第20話


 今年の文化祭のお化け屋敷はクオリティーが良く、かなり評判がいいと後ろに並んでいた男子生徒たちが話していた。


 実際のところ、様々な仕掛けや雰囲気づくりから、かなり力が入っていることが伺えた。


 そして、そんな力の入ったお化け屋敷に舞菜は完全にやられていた。


 幽霊に追い掛け回されて叫んだり、なんでもない壁を全力でたたかれるのに驚いたり、ありきたりな悲鳴に体を震え上がらせたり、大音量の砂嵐に恐れをなしたり等々、あらゆる仕掛けに驚愕し続け、舞菜はすっかり憔悴していた。

 さっきの写真撮影の時の俺と同じ状態だ。


 お化け屋敷から出て、ヘロヘロになっている舞菜に俺は声をかけた。


「舞菜さん、大丈夫か?」

「う、うん。だ、だいじょうび」


 舞菜は語尾を噛んでしまうほど精神的に参っているらしい。かなりの重症だな。


 高校時代、ことあるごとに人前に出て、一度も噛むことなくなんでもすらすら言ってのけるスーパー学級委員だった舞菜が簡単な言葉を噛んでしまうほどだ。

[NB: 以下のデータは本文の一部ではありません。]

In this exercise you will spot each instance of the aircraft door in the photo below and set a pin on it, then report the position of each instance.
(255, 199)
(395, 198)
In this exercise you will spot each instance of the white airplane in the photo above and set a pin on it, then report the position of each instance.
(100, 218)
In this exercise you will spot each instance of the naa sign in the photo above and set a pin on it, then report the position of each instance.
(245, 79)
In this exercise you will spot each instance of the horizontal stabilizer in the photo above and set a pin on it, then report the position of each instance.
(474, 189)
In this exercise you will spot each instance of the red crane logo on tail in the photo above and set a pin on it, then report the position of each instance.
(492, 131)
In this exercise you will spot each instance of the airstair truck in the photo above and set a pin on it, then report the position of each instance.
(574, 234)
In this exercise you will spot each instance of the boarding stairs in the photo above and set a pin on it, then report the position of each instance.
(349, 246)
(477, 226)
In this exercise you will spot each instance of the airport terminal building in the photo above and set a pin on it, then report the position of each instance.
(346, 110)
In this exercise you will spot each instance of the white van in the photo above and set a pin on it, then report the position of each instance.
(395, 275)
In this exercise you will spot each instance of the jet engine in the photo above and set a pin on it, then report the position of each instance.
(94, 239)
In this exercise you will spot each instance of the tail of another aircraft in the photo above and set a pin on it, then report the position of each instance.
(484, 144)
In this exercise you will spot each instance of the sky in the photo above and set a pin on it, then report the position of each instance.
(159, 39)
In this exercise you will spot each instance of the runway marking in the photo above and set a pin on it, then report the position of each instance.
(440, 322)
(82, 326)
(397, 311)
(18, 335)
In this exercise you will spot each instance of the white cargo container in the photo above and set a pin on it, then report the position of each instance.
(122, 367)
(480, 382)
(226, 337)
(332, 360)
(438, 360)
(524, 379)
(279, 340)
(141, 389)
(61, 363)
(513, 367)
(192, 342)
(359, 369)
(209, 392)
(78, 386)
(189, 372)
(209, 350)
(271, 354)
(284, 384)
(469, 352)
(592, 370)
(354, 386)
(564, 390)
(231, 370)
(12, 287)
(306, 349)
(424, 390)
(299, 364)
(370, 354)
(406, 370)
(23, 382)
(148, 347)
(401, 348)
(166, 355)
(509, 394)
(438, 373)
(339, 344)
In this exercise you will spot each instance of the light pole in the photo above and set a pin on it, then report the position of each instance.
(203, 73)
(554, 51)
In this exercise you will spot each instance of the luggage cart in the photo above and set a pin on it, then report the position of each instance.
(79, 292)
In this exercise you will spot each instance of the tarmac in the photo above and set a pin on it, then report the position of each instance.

「じゃあ、少し休めるところに行こうか。上の階の食べ物を出してる所があるらしいから……」

「うーん」


 いきなり色んなことをして疲れているであろう舞菜を案じて、ひと段落出来る場所を探した。


 舞菜の返事はすこし曖昧だったが、まあ気にしなくていいだろう。